California State writing standard 2.3 requires sixth grade students to write a persuasive composition. They are to support their position with organized and relevant evidence, and anticipate and address reader concerns and counterarguments (California State Teaching Standards). Having struggled to teach this standard to my special education students in the past, I am excited about the prospect of using a Weblog to teach this standard and simultaneously practice my own blogging skills. In my recent research about blogs, I learned that that the best way to understand the impact of the Read/Write web and become proficient at using it, is to become a blogger and blog consistently (Richardson, 2010).
Students with learning disabilities have processing challenges that impede their ability to make sense of what they learn. Whether it is visual, auditory, or the integration and organization of information, their road blocks often contribute to their inattentiveness, poor self image and frustration. Special education teachers are constantly looking for ways to keep them engaged with learning despite their struggles.
I would use a class blog, “See It My Way”, to have students demonstrate their understanding of how to write a persuasive essay. While introducing the blog and teaching content appropriateness, students will respond to self generated prompts of personal interest. As they refine their skills, prompts will be grade level cross curricular topics and students will be required to use the websites and blogs to provide research based content.

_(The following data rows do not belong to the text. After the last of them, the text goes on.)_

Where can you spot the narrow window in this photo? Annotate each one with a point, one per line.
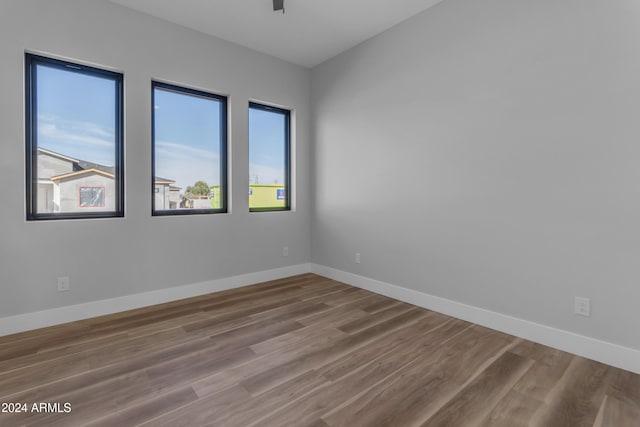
(74, 132)
(91, 197)
(269, 158)
(189, 151)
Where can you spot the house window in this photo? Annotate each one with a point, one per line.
(91, 197)
(189, 151)
(74, 116)
(269, 158)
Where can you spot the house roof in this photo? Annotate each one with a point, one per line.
(82, 172)
(58, 155)
(159, 180)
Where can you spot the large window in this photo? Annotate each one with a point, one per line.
(269, 158)
(74, 140)
(189, 151)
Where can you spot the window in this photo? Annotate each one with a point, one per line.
(189, 151)
(91, 197)
(74, 140)
(269, 158)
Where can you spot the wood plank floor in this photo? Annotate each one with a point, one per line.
(302, 351)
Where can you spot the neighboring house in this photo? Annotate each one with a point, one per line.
(66, 184)
(166, 196)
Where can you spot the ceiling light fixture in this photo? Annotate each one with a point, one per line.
(278, 5)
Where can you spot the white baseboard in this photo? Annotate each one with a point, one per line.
(55, 316)
(591, 348)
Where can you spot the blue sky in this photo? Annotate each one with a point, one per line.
(76, 118)
(76, 115)
(187, 136)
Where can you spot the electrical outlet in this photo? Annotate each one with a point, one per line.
(63, 284)
(582, 306)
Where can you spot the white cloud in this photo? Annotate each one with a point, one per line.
(181, 151)
(74, 132)
(265, 174)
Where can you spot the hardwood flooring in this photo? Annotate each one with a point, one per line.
(301, 351)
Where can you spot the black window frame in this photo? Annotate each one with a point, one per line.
(287, 155)
(31, 133)
(224, 141)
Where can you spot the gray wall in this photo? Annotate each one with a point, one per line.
(488, 152)
(116, 257)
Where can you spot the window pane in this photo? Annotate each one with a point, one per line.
(74, 139)
(269, 169)
(189, 151)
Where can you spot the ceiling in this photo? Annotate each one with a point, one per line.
(308, 33)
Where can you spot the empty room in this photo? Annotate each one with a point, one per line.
(320, 213)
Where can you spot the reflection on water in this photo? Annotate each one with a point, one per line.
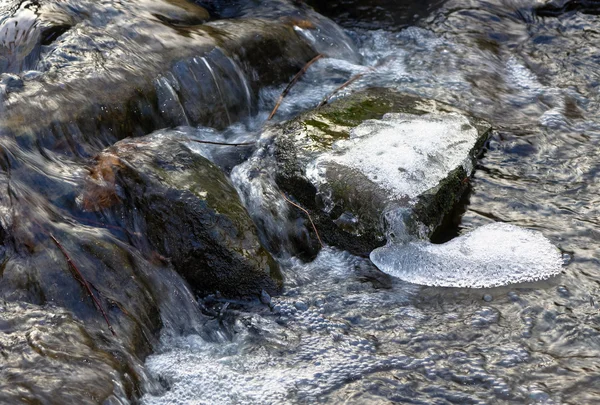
(342, 332)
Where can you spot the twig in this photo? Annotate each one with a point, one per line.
(223, 143)
(83, 282)
(308, 215)
(342, 87)
(292, 83)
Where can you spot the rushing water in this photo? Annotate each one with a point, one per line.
(342, 332)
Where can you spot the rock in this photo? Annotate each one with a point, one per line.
(139, 292)
(106, 71)
(188, 211)
(389, 15)
(372, 153)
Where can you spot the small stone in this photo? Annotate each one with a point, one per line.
(300, 306)
(265, 298)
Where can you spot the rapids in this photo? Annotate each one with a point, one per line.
(341, 331)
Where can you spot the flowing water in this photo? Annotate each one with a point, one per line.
(342, 332)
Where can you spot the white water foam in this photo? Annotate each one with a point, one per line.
(490, 256)
(404, 154)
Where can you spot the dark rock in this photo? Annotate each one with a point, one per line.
(188, 211)
(555, 8)
(349, 192)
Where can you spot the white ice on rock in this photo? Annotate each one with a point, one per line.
(490, 256)
(405, 154)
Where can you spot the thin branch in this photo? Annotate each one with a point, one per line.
(292, 83)
(308, 215)
(83, 282)
(222, 143)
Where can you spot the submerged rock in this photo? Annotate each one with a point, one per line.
(377, 153)
(188, 211)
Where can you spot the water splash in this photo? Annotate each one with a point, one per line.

The purpose of this blog is dual fold: to showcase their understanding of persuasive writing and to allow them to mirror the business model in which construction of content and collaboration are the norm. In addition, having students write to an audience much larger than their classroom enhances the relevance of what they write. The knowledge that a worldwide audience will read and respond to what they write provides them the motivation to put forth their best efforts (Richardson, 2010). Furthermore, special education students are notorious for having preferred learning styles, that when used, contribute to their success. Students reticent to make oral presentations, blossom in the blog environment where everyone shares their ideas in writing. Inherent in authoring and posting to blogs is the requirement to think deeply and critically about what is written.
Although my students struggle to write a persuasive essay through the traditional reading/writing programs, research has shown that students who engage in Weblogs show more interest in the work and their ability to locate and reflect on their work. This new understanding serves as a catalyst for me along with my students to step into the blogging world to prepare for the literacies required to be successful in the information society of tomorrow (Richardson, 2010).
Richardson, W. (2010). Blogs, wikis, podcasts, and other powerful web tools for classrooms (3rd ed.). Thousand Oaks, CA: Corwin.